# Rich Piana on Arms-Again



## wabbitt (Apr 2, 2015)




----------



## wabbitt (Apr 2, 2015)

For the record, I've been employing this method on my Johnson for years, and it hasn't grown an inch.


----------



## Pinkbear (Apr 2, 2015)

OMFG RUMPY has been sleeping and dreaming about working out for years!!!!! 

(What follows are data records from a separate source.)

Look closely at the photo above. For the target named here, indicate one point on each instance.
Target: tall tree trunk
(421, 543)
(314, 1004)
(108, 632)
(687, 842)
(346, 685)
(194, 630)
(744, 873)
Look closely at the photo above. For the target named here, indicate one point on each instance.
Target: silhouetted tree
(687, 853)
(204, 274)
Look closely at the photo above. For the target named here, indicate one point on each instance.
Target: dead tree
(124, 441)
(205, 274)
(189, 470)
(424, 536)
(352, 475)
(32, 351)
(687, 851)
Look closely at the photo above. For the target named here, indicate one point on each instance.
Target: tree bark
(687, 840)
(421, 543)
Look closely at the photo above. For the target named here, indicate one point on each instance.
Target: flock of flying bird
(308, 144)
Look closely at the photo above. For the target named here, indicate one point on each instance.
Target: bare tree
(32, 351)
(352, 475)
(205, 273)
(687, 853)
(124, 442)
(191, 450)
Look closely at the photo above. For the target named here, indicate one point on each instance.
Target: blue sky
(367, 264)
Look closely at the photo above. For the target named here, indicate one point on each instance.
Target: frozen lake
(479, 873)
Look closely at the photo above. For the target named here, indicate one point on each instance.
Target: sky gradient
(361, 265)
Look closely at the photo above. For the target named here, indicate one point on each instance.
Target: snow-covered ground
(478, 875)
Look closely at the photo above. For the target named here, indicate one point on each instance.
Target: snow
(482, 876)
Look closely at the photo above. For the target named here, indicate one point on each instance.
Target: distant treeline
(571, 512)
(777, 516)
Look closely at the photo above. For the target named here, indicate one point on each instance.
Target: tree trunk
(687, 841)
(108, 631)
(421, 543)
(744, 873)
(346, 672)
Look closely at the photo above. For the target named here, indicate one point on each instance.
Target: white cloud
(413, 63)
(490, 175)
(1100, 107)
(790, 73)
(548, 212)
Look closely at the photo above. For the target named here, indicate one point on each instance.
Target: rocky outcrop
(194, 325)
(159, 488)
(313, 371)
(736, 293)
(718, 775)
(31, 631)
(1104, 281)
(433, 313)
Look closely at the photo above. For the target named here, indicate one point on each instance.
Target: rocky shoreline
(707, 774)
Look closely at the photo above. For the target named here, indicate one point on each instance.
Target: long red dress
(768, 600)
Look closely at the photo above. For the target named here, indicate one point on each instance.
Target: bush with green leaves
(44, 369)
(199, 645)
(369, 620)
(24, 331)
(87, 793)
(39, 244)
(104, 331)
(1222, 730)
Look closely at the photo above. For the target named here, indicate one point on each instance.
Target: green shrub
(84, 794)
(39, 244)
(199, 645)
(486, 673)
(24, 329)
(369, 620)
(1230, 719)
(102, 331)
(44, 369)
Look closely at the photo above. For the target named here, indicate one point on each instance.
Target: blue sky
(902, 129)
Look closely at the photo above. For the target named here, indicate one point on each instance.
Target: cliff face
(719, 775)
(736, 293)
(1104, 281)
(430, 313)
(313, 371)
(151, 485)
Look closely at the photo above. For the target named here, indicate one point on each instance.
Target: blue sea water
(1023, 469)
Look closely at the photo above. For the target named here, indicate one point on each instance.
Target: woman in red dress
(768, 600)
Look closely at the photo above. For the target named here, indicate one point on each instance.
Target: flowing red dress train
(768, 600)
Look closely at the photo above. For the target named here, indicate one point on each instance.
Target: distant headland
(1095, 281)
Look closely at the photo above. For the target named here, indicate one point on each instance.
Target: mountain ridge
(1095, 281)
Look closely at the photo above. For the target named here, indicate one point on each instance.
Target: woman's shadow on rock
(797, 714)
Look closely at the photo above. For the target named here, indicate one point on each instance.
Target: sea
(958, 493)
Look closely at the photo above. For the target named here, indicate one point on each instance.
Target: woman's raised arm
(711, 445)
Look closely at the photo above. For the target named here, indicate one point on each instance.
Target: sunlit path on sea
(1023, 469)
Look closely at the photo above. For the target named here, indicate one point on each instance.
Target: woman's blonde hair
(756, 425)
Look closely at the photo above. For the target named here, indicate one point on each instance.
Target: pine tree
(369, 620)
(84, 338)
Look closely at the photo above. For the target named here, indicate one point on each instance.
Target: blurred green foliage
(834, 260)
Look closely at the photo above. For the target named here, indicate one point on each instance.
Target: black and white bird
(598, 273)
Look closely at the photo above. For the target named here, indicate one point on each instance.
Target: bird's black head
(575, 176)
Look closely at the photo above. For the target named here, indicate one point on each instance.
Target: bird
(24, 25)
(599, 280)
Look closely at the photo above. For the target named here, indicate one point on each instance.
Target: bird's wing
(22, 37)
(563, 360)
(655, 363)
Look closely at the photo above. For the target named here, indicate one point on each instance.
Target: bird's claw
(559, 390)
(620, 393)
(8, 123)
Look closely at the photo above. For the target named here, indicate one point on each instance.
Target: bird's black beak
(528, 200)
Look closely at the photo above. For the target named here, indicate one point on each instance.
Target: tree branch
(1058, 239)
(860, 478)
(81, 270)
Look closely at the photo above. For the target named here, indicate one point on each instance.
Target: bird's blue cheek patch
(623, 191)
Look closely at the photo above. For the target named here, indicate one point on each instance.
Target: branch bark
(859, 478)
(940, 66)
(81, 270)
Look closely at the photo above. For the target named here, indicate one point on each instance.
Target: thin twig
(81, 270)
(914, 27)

Rumpy has been doing it right all along


----------



## SuperBane (Apr 2, 2015)

Seo is king in his training regiment


----------



## HydroEJP88 (Apr 2, 2015)

Has Rich ever gone on record about the substances he's used?


----------



## wabbitt (Apr 2, 2015)

HydroEJP88 said:


> Has Rich ever gone on record about the substances he's used?


----------



## wabbitt (Apr 2, 2015)

Only when it comes to selling his supplement line.  He did one on seo saying he only did it once trying to rebuild a torn bicep.  I will see if I can find it.


----------



## HydroEJP88 (Apr 2, 2015)

I seen that one I think, was it about the pmaa injections?


----------



## deadlift666 (Apr 3, 2015)

Goddamn he is such a twat


----------



## NbleSavage (Apr 3, 2015)

He must do sets of 8.


----------



## deadlift666 (Apr 3, 2015)

NbleSavage said:


> He must do sets of 8.



Sets of 8 hours....


----------



## SuperBane (Apr 3, 2015)

I tried to like him. Comes off as if he is over compensating for something. I dunno that's just me I guess


----------



## Jada (Apr 3, 2015)

He OD on the synthol


----------



## lucaaspita (Apr 3, 2015)

HAUHAUHA he just forgot that muscles need to rest.


----------



## who_gives_a_shit (Apr 4, 2015)

Honestly Im a fan of rich. I think his build is perfect for what you would consider a freak. Synthol or not hes just an ugly mf. I like the fact he says he hates when people ask about supplements to grow. He repeats that you need food and that his supplements are to add to that. None the less you can't complain about him advertising his brand, it is a company and any one of you would do the same if you were given the opportunity. But to each their own. I've never used his products but from what I've read they have some decent ingredients


----------



## wabbitt (Apr 4, 2015)

Haha, I love Rich.  He's entertaining as hell, and he's definitely a mutant freak!  Then again, I'm still a fan of Greg Valentino.  You never know what the hell that guy is going to say next!


----------



## deadlift666 (Apr 4, 2015)

He has left humanity behind.


----------



## NbleSavage (Apr 4, 2015)

Piana is like watching a train wreck. You know it's wrong but you just can't turn away.


----------



## halfwit (Apr 4, 2015)

SuperBane said:


> Seo is king in his training regiment


And I'm pretty sure that he can't even spell SEO.  Lol.  

I hate guys that spew horseshit on youtube, and it's taken as gospel because he's jacked.


----------